Reuters Health Information (2006-12-29): Tenofovir plus emtricitabine shows efficacy in resistant HBV infection
Clinical
Tenofovir plus emtricitabine shows efficacy in resistant HBV infection
Last Updated: 2006-12-29 16:00:21 -0400 (Reuters Health)
NEW YORK (Reuters Health) - A switch from adefovir to tenofovir plus emtricitabine may achieve undetectable viral levels in chronic hepatitis B virus (HBV) infection when an adefovir-containing regimen fails, investigators at Mount Sinai School of Medicine in New York report.
In a study published in the December issue of the European Journal of Gastroenterology and Hepatology, Dr. Stephanie A. Santos and colleagues describe seven patients with chronic HBV infection who failed to achieve undetectable levels of HBV DNA on adefovir or an adefovir-containing regimen.
Patients were all HIV- seronegative. They had been on adefovir for a mean of ten months at enrollment and median HBV DNA was 430,000 copies/ml with a median fall in HBV DNA of 2.0 log10copies/ml.
Dr. Santos' team changed treatment to tenofovir, 300 mg daily, and emtricitabine, 200 mg daily.

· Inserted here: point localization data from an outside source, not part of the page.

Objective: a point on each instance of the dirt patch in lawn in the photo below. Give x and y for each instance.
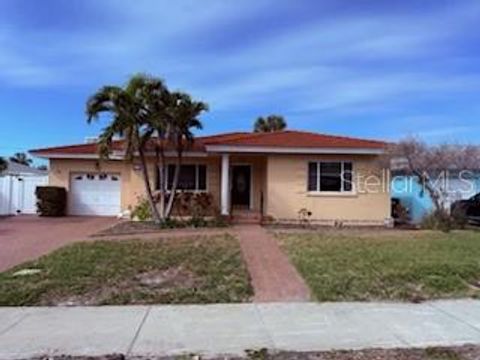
(195, 269)
(467, 352)
(150, 284)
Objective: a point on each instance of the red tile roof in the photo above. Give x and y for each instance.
(281, 139)
(298, 139)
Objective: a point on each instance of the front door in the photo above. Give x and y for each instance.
(241, 186)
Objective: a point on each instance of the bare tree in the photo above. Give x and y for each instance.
(427, 163)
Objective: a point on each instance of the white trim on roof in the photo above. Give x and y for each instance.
(291, 150)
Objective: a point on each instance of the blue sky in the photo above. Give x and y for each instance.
(379, 69)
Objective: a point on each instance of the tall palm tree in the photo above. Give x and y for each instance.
(21, 158)
(128, 109)
(3, 164)
(271, 123)
(183, 116)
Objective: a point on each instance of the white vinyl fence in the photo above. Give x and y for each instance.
(17, 193)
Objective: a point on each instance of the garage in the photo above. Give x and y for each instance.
(94, 194)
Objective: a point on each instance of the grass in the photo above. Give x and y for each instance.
(353, 265)
(190, 270)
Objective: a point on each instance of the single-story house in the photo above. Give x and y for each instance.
(273, 174)
(17, 188)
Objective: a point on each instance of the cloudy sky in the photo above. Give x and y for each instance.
(379, 69)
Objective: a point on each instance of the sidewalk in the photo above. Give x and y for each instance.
(230, 329)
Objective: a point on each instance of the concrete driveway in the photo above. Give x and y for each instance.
(27, 237)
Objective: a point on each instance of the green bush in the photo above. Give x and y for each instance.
(51, 200)
(443, 221)
(142, 210)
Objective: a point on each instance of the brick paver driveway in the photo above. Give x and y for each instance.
(28, 237)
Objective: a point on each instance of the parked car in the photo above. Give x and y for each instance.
(470, 208)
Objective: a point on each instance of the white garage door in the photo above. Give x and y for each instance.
(94, 194)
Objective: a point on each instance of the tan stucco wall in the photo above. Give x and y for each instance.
(282, 179)
(132, 187)
(287, 192)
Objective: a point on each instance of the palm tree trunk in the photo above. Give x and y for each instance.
(148, 187)
(160, 161)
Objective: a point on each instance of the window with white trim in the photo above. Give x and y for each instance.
(191, 177)
(330, 176)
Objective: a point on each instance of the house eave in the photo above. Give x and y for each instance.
(291, 150)
(116, 155)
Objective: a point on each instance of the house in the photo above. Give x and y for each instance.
(17, 188)
(272, 174)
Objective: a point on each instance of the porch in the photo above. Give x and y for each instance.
(243, 187)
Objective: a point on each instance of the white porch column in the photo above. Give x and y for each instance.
(225, 191)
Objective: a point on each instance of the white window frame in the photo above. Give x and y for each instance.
(342, 191)
(197, 178)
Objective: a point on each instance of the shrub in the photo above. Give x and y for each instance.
(142, 210)
(196, 205)
(51, 200)
(304, 216)
(443, 221)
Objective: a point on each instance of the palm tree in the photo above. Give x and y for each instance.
(271, 123)
(128, 109)
(173, 115)
(21, 158)
(183, 114)
(3, 164)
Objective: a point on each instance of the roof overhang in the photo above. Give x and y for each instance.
(291, 150)
(116, 155)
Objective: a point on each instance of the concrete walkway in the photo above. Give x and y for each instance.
(273, 277)
(230, 329)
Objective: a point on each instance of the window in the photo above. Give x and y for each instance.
(192, 177)
(330, 176)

After a median treatment duration of 23 months with tenofovir, the HBV DNA fall was 3.0 log10copies/ml.
All seven patients achieved undetectable HBV DNA levels with tenofovir. Anti-hepatitis B e seroconversion occurred in one patient.
There were no significant changes in serum creatinine levels and none of the patients reported serious adverse effects.

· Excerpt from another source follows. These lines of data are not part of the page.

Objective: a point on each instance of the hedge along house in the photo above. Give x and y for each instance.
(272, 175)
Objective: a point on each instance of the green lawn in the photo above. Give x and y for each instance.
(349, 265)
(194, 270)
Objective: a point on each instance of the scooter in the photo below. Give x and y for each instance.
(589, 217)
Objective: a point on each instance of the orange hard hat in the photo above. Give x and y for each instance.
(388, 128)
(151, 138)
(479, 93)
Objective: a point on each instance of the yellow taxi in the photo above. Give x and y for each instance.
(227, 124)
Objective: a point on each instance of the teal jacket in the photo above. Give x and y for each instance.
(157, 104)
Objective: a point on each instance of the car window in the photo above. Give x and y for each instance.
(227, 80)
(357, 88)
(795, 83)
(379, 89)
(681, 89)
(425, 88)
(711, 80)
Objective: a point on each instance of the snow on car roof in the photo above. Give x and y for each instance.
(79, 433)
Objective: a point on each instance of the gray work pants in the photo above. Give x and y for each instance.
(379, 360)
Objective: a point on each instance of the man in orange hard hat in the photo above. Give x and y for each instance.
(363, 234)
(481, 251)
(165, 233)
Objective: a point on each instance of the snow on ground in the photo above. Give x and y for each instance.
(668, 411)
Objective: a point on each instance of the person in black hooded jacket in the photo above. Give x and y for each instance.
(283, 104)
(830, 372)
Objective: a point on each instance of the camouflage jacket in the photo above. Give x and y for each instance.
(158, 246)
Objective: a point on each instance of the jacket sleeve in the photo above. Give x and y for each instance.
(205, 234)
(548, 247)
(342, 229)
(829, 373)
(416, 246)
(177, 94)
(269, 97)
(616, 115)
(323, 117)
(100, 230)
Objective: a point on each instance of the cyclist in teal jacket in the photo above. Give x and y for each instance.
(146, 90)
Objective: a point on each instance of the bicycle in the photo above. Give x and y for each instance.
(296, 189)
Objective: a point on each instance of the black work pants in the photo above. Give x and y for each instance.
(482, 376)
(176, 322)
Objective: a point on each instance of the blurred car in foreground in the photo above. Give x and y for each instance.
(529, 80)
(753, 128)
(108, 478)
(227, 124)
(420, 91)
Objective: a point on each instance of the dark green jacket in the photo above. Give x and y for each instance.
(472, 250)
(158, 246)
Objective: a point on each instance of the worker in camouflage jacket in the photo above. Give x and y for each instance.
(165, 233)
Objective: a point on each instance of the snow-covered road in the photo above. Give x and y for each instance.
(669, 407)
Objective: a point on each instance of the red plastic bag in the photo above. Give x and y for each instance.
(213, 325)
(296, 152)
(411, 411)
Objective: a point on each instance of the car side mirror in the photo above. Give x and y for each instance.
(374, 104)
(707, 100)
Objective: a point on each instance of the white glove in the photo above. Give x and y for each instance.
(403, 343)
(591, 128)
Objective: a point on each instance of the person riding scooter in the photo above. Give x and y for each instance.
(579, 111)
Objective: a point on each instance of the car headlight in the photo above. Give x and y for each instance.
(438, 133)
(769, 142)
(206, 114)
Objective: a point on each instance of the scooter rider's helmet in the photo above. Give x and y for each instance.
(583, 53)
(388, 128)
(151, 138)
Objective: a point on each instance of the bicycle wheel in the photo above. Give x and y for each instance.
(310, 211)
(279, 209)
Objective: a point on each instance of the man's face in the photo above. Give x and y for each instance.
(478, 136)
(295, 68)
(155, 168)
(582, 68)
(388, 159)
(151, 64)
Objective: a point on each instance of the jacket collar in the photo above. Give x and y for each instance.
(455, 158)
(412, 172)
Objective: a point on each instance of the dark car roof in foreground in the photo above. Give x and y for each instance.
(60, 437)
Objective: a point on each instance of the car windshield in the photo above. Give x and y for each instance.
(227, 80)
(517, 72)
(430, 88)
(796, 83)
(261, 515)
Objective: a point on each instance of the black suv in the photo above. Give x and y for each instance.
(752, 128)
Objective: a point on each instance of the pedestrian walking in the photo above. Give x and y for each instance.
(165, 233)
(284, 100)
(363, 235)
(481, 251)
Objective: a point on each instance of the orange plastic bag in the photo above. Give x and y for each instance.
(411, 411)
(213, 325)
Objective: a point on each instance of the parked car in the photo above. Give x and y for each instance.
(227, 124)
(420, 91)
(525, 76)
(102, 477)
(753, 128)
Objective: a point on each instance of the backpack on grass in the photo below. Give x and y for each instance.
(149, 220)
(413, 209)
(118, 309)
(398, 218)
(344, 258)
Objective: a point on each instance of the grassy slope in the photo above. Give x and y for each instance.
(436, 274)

"Given the possibility of significant morbidity and mortality with hepatitis B, it is imperative that new treatment options be explored," the investigators point out. "It has been shown that lower levels of HBV DNA correlate with an improved histologic, biochemical and serologic response."
While adefovir is the treatment of choice for chronic HBV infection, resistance develops in more than one-quarter of patients, the authors write. The response in this series of patients to tenofovir after treatment failure with adefovir indicates that it may be an effective option for patients with resistant HBV infection.
Eur J Gastroenterol Hepatol 2006;18:1247-1253.